Al oír el nombre de Marcel Rodiné los ojos de Lucien taladraron a Naiquen cual si fuese mala palabra. Se puso de pie con ímpetu y pasó a su lado como alma que lleva el diablo.
Mientras avanzaba hacia la entrada se preguntaba qué motivo habría llevado a su antiguo empleador y amigo a visitarlo.

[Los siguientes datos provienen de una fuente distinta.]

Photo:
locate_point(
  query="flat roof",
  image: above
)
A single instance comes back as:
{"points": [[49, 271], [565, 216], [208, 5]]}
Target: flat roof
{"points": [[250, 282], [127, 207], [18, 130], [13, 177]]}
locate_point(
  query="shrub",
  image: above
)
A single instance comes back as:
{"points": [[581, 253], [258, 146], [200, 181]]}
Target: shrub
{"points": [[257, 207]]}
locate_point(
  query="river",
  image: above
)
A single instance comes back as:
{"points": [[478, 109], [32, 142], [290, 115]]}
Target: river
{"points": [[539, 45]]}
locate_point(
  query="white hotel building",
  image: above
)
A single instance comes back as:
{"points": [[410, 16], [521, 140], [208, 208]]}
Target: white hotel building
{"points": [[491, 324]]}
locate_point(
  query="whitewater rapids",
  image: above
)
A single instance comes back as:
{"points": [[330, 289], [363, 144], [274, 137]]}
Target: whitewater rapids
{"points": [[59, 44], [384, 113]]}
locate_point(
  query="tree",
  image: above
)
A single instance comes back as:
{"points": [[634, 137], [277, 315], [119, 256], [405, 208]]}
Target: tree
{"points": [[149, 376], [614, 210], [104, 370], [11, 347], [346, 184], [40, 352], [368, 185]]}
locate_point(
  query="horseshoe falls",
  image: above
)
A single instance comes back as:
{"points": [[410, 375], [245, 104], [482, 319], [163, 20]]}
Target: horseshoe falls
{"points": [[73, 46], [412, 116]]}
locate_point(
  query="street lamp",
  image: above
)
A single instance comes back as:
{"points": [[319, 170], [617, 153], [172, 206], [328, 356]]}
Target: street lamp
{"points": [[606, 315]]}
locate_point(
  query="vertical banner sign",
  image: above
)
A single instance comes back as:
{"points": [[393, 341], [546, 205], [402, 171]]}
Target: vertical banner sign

Al quedar frente a frente se estudiaron sin disimulo. Hacía muchos años que no se veían. A Lucien le causó impresión descubrir a un hombre ya mayor, con demasiadas arrugas en el rostro y nieve en los cabellos. Había perdido peso y estatura, o tal vez era su aspecto de desvalimiento lo que lo volvía más pequeño. Sus ojos ya no brillaban como antes, su luz se había apagado. Sintió pena. Por lo que no pudo ser y por lo que habían sido.
Marcel no tenía la culpa de lo ocurrido y Lucien depuso su actitud hostil suavizando su mirada. Rodiné también estaba conmovido, sentía tristeza por esa amistad trunca por culpa de otros. Pero Sophie era su hija y no tuvo opción al momento de elegir.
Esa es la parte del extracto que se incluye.